Purging index between JATE calls #32

eltimster · 2016-10-24T22:26:11Z

I am trying to run JATE on different corpora, but found that it seems to incrementally add to the SOLR index when it indexes a new corpus, meaning I get terms from not just the corpus of interest, but the union of all corpora processed to that point. My solution to the problem has been to rm purge files from the relevant data/index file, but this is now causing an exception:

`2016-10-25 09:24:04 INFO  AppCValue:328 - Indexing corpus from [docs/english] and perform candidate extraction ...
2016-10-25 09:24:05 INFO  AppCValue:331 -  [151996] files are scanned and will be indexed and analysed.
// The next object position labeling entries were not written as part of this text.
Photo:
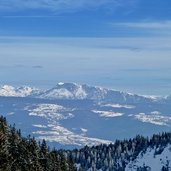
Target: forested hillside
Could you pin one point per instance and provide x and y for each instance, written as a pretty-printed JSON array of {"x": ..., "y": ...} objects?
[
  {"x": 129, "y": 155},
  {"x": 25, "y": 154}
]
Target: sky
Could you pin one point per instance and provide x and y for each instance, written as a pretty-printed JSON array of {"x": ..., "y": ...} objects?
[{"x": 124, "y": 45}]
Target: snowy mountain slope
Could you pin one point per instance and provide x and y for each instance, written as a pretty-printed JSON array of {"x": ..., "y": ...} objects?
[
  {"x": 23, "y": 91},
  {"x": 72, "y": 114},
  {"x": 152, "y": 160},
  {"x": 76, "y": 91}
]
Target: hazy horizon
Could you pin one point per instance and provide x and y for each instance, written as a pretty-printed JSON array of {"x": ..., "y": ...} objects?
[{"x": 109, "y": 43}]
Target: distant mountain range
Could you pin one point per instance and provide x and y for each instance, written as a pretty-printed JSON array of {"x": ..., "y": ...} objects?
[{"x": 72, "y": 115}]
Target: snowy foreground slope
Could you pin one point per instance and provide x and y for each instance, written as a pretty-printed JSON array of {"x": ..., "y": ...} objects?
[
  {"x": 71, "y": 115},
  {"x": 152, "y": 161}
]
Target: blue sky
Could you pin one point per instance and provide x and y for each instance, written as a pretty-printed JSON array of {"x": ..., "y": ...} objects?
[{"x": 120, "y": 44}]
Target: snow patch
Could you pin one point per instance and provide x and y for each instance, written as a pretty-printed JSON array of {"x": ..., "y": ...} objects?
[
  {"x": 154, "y": 118},
  {"x": 154, "y": 162}
]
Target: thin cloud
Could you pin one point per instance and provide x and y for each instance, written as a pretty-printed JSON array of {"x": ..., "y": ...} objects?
[
  {"x": 146, "y": 25},
  {"x": 60, "y": 5}
]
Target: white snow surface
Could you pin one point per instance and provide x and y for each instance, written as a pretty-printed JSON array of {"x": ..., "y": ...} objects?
[
  {"x": 155, "y": 162},
  {"x": 154, "y": 118},
  {"x": 7, "y": 90},
  {"x": 53, "y": 113},
  {"x": 108, "y": 114}
]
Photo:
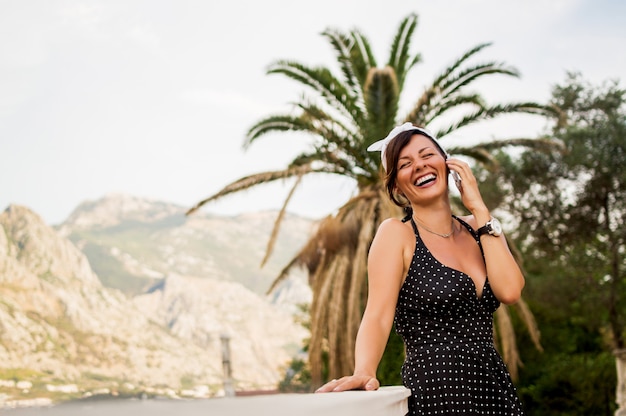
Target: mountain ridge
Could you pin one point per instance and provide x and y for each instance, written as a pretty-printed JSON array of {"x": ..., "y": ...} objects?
[{"x": 60, "y": 324}]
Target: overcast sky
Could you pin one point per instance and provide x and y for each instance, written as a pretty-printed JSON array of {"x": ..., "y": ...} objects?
[{"x": 153, "y": 98}]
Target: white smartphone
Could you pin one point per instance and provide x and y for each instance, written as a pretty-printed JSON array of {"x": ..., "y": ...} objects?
[{"x": 457, "y": 178}]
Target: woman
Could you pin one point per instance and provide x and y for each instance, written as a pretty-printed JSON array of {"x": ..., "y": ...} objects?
[{"x": 439, "y": 278}]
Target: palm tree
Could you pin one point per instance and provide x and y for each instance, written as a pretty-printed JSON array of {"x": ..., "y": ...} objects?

Tue Oct 25 09:24:08 AEDT 2016 loading exception data for lemmatiser...
Tue Oct 25 09:24:08 AEDT 2016 loading exception data for lemmatiser...
Tue Oct 25 09:24:08 AEDT 2016 loading exception data for lemmatiser...
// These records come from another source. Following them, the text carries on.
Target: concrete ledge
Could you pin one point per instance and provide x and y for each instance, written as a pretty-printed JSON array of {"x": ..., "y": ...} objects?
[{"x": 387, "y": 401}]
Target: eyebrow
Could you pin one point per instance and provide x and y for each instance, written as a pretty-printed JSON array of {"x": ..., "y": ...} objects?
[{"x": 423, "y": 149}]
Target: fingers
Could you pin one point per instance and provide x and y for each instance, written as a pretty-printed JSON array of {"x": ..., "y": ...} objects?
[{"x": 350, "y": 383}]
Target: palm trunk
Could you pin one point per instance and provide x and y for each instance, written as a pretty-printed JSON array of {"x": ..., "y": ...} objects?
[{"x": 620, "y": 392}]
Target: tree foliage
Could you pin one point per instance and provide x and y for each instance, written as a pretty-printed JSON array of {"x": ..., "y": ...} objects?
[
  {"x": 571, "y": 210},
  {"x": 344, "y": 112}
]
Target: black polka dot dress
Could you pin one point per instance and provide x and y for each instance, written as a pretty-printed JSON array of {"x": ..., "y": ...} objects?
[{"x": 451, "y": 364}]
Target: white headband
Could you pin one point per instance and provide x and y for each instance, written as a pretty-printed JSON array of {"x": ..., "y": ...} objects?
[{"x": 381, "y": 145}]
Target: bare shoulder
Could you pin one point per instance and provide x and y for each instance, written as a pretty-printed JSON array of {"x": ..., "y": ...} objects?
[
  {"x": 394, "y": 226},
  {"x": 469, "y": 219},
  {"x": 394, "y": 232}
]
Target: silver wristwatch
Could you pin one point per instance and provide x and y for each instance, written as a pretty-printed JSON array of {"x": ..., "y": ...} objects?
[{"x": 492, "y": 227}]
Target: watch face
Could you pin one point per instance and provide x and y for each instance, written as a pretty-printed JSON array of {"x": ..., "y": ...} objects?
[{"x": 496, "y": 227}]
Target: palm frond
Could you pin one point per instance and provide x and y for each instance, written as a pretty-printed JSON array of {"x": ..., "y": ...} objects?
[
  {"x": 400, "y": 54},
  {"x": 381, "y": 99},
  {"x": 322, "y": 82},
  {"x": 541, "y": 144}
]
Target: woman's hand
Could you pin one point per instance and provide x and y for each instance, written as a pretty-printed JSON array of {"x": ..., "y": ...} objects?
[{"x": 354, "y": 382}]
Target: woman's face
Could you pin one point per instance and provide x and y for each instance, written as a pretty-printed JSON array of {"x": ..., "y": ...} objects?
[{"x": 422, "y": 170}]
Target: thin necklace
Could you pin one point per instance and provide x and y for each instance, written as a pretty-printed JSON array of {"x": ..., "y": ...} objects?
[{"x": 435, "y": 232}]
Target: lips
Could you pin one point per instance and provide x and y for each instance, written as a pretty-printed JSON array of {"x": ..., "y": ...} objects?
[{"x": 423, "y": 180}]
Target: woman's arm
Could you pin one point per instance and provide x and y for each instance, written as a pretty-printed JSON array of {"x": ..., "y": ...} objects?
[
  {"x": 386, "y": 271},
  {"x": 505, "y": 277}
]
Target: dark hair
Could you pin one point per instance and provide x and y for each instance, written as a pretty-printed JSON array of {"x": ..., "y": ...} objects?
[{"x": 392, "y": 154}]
Tue Oct 25 09:24:08 AEDT 2016 loading done
Tue Oct 25 09:24:08 AEDT 2016 loading done
Tue Oct 25 09:24:08 AEDT 2016 loading done
Tue Oct 25 09:24:09 AEDT 2016 loading exception data for lemmatiser...
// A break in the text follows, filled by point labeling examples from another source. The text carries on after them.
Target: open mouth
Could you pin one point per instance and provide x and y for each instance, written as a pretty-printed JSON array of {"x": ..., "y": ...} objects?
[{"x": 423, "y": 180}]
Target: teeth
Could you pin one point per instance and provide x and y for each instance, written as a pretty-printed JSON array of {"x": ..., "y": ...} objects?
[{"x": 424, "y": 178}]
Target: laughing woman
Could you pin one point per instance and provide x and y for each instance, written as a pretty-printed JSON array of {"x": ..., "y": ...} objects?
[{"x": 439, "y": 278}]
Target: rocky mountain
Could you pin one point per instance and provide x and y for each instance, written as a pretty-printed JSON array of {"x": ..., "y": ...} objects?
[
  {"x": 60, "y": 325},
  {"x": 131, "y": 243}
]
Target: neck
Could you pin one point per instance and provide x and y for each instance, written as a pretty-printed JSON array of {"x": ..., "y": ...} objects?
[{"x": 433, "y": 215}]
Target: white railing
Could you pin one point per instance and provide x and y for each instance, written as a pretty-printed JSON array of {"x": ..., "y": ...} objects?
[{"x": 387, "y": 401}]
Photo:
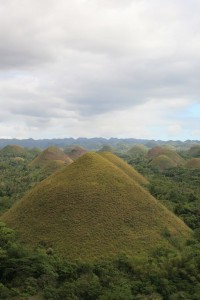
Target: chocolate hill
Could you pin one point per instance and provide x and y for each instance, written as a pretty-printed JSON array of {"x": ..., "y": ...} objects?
[
  {"x": 91, "y": 209},
  {"x": 51, "y": 156}
]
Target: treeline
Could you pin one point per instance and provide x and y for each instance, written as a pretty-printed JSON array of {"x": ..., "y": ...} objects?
[
  {"x": 165, "y": 274},
  {"x": 177, "y": 188}
]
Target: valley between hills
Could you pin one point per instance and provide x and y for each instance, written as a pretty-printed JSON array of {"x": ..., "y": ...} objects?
[{"x": 114, "y": 219}]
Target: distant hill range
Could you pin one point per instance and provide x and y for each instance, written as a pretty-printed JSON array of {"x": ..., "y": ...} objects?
[
  {"x": 96, "y": 207},
  {"x": 94, "y": 143}
]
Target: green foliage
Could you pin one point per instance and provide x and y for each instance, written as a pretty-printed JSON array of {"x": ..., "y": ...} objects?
[{"x": 93, "y": 208}]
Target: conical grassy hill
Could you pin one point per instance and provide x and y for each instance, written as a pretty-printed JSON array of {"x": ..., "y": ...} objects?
[
  {"x": 49, "y": 156},
  {"x": 163, "y": 162},
  {"x": 126, "y": 168},
  {"x": 75, "y": 152},
  {"x": 137, "y": 150},
  {"x": 12, "y": 150},
  {"x": 171, "y": 154},
  {"x": 92, "y": 209},
  {"x": 193, "y": 163}
]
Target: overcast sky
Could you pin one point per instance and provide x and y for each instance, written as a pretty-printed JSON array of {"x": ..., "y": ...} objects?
[{"x": 106, "y": 68}]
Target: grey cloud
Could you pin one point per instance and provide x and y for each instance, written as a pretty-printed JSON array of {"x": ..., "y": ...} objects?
[{"x": 75, "y": 59}]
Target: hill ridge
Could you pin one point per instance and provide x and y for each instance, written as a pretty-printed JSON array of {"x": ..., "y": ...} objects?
[{"x": 92, "y": 209}]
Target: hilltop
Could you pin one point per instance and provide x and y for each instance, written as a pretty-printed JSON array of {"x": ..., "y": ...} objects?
[
  {"x": 92, "y": 209},
  {"x": 75, "y": 152},
  {"x": 12, "y": 151},
  {"x": 125, "y": 167},
  {"x": 164, "y": 157},
  {"x": 51, "y": 157},
  {"x": 193, "y": 163}
]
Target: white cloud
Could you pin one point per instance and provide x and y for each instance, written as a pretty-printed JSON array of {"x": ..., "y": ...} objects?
[{"x": 97, "y": 67}]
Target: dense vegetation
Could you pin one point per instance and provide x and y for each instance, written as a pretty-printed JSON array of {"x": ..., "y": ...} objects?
[
  {"x": 169, "y": 273},
  {"x": 164, "y": 274}
]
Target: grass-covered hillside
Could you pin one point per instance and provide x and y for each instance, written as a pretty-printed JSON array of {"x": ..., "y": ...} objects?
[
  {"x": 48, "y": 155},
  {"x": 126, "y": 168},
  {"x": 193, "y": 163},
  {"x": 75, "y": 152},
  {"x": 92, "y": 209}
]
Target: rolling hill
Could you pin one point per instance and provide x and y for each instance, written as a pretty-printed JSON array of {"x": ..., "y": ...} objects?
[
  {"x": 12, "y": 151},
  {"x": 174, "y": 158},
  {"x": 75, "y": 152},
  {"x": 137, "y": 150},
  {"x": 51, "y": 156},
  {"x": 125, "y": 167},
  {"x": 194, "y": 151},
  {"x": 92, "y": 209},
  {"x": 193, "y": 163}
]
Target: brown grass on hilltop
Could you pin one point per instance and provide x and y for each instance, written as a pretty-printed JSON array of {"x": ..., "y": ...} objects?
[
  {"x": 125, "y": 167},
  {"x": 193, "y": 163},
  {"x": 48, "y": 155},
  {"x": 75, "y": 152},
  {"x": 93, "y": 209},
  {"x": 171, "y": 154}
]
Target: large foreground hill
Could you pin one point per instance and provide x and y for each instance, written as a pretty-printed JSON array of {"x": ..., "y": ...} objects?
[{"x": 93, "y": 208}]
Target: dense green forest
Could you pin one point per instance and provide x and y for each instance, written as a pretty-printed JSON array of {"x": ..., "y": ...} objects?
[{"x": 162, "y": 274}]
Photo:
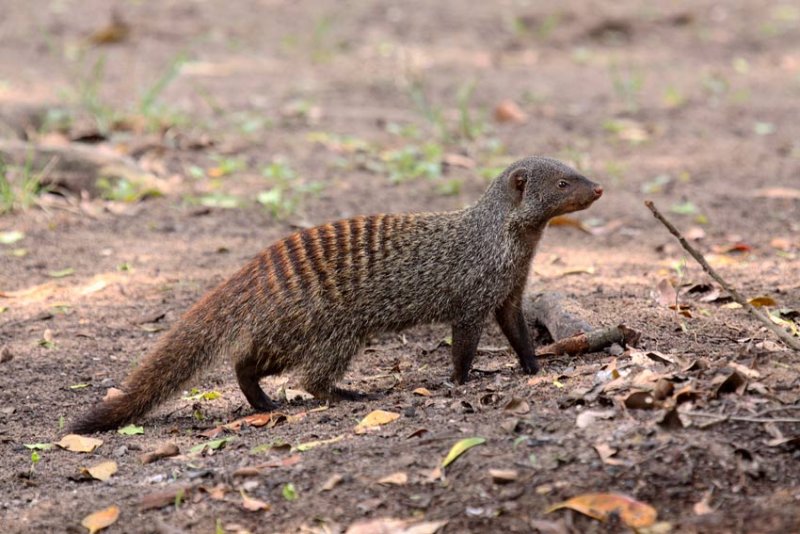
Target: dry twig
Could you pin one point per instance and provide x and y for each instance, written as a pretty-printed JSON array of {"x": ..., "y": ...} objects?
[{"x": 784, "y": 336}]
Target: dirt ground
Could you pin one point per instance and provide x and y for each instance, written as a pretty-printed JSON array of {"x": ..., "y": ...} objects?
[{"x": 254, "y": 118}]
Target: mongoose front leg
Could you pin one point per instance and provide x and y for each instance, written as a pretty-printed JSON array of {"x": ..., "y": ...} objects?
[
  {"x": 465, "y": 345},
  {"x": 512, "y": 323},
  {"x": 247, "y": 374}
]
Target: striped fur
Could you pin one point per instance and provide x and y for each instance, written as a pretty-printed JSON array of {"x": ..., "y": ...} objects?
[{"x": 309, "y": 301}]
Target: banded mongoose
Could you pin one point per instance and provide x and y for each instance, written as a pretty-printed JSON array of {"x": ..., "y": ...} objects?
[{"x": 309, "y": 301}]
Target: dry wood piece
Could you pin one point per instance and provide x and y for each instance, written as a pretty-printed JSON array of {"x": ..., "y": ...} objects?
[
  {"x": 564, "y": 320},
  {"x": 784, "y": 336},
  {"x": 593, "y": 341},
  {"x": 561, "y": 316}
]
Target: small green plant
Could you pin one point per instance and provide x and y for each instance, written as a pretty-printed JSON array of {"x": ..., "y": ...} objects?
[
  {"x": 127, "y": 189},
  {"x": 287, "y": 192},
  {"x": 20, "y": 186},
  {"x": 289, "y": 492},
  {"x": 431, "y": 112},
  {"x": 156, "y": 114},
  {"x": 148, "y": 111},
  {"x": 469, "y": 127},
  {"x": 628, "y": 85},
  {"x": 35, "y": 458},
  {"x": 413, "y": 161},
  {"x": 226, "y": 165}
]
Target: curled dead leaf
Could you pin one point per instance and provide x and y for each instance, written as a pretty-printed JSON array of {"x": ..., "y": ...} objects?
[
  {"x": 395, "y": 479},
  {"x": 101, "y": 471},
  {"x": 503, "y": 476},
  {"x": 587, "y": 417},
  {"x": 517, "y": 406},
  {"x": 733, "y": 383},
  {"x": 165, "y": 450},
  {"x": 112, "y": 393},
  {"x": 76, "y": 443},
  {"x": 333, "y": 481},
  {"x": 166, "y": 497},
  {"x": 509, "y": 111},
  {"x": 376, "y": 418},
  {"x": 253, "y": 505},
  {"x": 633, "y": 513},
  {"x": 101, "y": 519},
  {"x": 640, "y": 400}
]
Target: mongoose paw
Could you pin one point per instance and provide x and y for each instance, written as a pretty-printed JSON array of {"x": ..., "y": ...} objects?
[{"x": 460, "y": 378}]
Tue Oct 25 09:24:09 AEDT 2016 loading exception data for lemmatiser...
Tue Oct 25 09:24:09 AEDT 2016 loading done
Tue Oct 25 09:24:09 AEDT 2016 loading done
2016-10-25 09:24:09 ERROR SolrCore:525 - [jateCore] Solr index directory '/home/tim/forum-style/jate-2.0-beta.1/testdata/solr-testbed/jateCore/data/index/' is locked.  Throwing exception.
2016-10-25 09:24:09 ERROR CoreContainer:740 - Error creating core [jateCore]: Index locked for write for core 'jateCore'. Solr now longer supports forceful unlocking via 'unlockOnStartup'. Please verify locks manually!
org.apache.solr.common.SolrException: Index locked for write for core 'jateCore'. Solr now longer supports forceful unlocking via 'unlockOnStartup'. Please verify locks manually!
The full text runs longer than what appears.